Lord (Paddy) Ashdown, a former Liberal Democrat leader, warned that the council results and the acrimonious referendum campaign - with the 'no' campaign largely funded by the Tories - would have ramifications for the future of the coalition.
"The consequence is not that the coalition will break. There's a job to be done, it still will be done," he said in an ITV interview.
"But you cannot behave in that manner without affecting the trust and goodwill."
The collapse of the Liberal Democrat vote in Scotland - mirrored in elections in England and Wales - contributed to the success of the SNP, which was 10 points behind the Labour Party in opinion polls at the turn of the year.

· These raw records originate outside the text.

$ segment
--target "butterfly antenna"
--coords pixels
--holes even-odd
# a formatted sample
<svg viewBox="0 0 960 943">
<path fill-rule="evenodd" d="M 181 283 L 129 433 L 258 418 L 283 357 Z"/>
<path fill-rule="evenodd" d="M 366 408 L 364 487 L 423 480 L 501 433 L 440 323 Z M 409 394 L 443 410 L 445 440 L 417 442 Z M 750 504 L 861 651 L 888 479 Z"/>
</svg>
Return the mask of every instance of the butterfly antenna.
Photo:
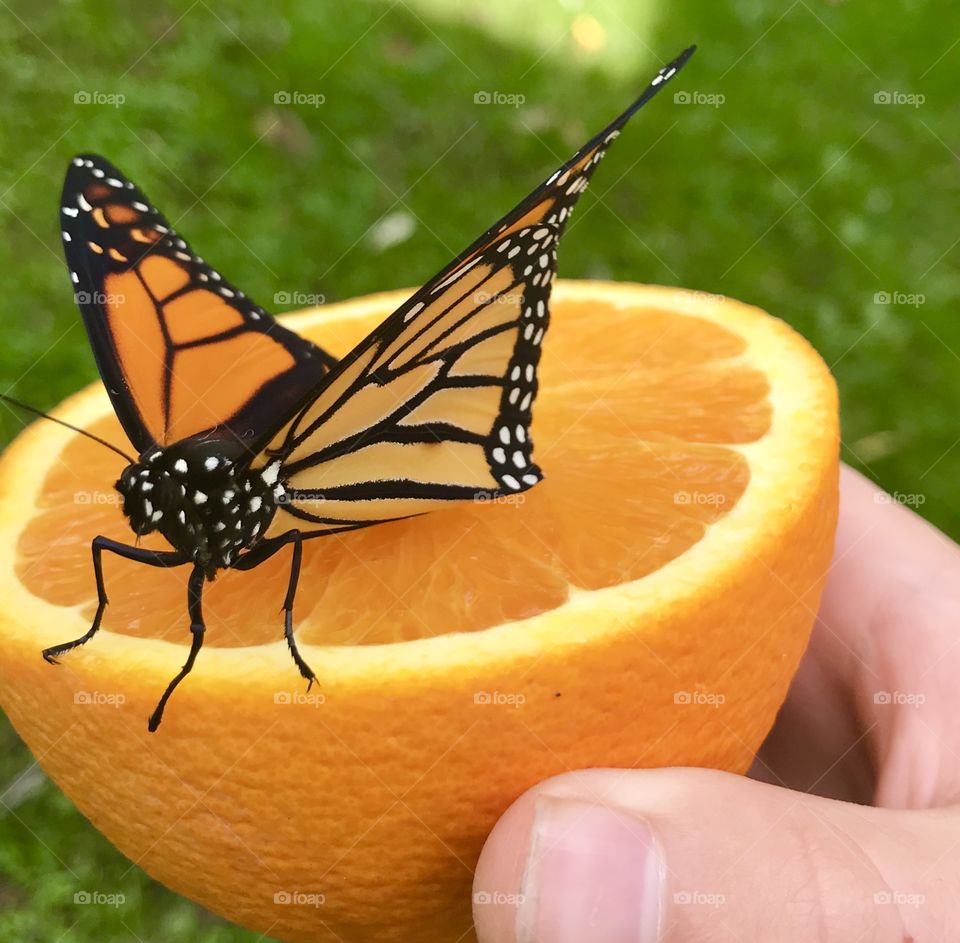
<svg viewBox="0 0 960 943">
<path fill-rule="evenodd" d="M 112 442 L 107 442 L 106 439 L 101 439 L 100 436 L 94 435 L 92 432 L 87 432 L 86 429 L 81 429 L 79 426 L 74 426 L 69 422 L 65 422 L 63 419 L 57 419 L 56 416 L 51 416 L 49 413 L 45 413 L 42 409 L 37 409 L 36 406 L 31 406 L 29 403 L 21 403 L 20 400 L 14 399 L 12 396 L 7 396 L 6 393 L 0 393 L 0 401 L 4 403 L 9 403 L 11 406 L 16 406 L 17 409 L 22 409 L 25 412 L 33 413 L 34 416 L 39 416 L 41 419 L 49 419 L 51 422 L 57 423 L 57 425 L 64 426 L 67 429 L 77 432 L 82 436 L 86 436 L 88 439 L 93 439 L 94 442 L 99 442 L 102 446 L 110 449 L 111 452 L 116 452 L 117 455 L 125 458 L 131 465 L 136 461 L 135 458 L 131 458 L 127 455 L 123 449 L 117 448 Z"/>
</svg>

Most credit, though, went to the SNP's charismatic leader, Alex Salmond, who promptly promised an independence referendum within the four-year life of the new assembly, while most of the blame was attributed to a lacklustre Labour campaign, which concentrated too heavily on criticism of the Conservative-Liberal Democrat coalition in power in London, rather than on purely Scottish affairs.
The loss of so many supposedly safe Labour seats in Scotland caused discomfort for Labour nationally, though the party made solid gains in elections to the Welsh assembly and did respectably (though not sensationally) well in council elections in England.
It was in the latter that the Liberal Democrats did so badly, particularly in the north of England where they lost all their councillors in Manchester and 10 out of 12 in Liverpool. They also lost control of councils in Hull, Stockport and Sheffield, where Mr Clegg is an MP.
He admitted yesterday that the Liberal Democrats had taken a "real knock" but insisted that the results would not affect his party's support for the coalition government, which came to power after a general election a year ago.
He told reporters outside his London home: "We will need to learn the lessons from what we heard on the doorstep. But we need to get up, dust ourselves down and move on, because we have got a really big job to do."
For Labour leader Ed Miliband, it was not the night of unbridled success he was hoping for in his first electoral test for his party since he became leader.
While quietly rejoicing in the Liberal Democrats' humiliation, he admitted that he was "disappointed" with the outcome in Scotland, though pleased with Labour's gains in Wales and England. "We will have to learn our own lessons from what the public is saying to us (in Scotland)," he said as he left his home in London.
But he maintained that, in Britain as a whole, voters had sent a clear message rejecting the government's strategy of massive cuts in public spending to tackle the record budget deficit.
"What you have seen is voters sending a clear message to this government and the Liberal Democrats in particular," he said. "People have said: 'This is not what we voted for at the last general election'. I think the right thing to do is to listen to what people are saying."
Contrary to their own expectations, the ones with most to smile about, at least in England, were the Conservatives.
Although they lost council seats, their vote held up remarkably well, particularly in the south of England, apparently because voters took out most of their anger on the Liberal Democrats.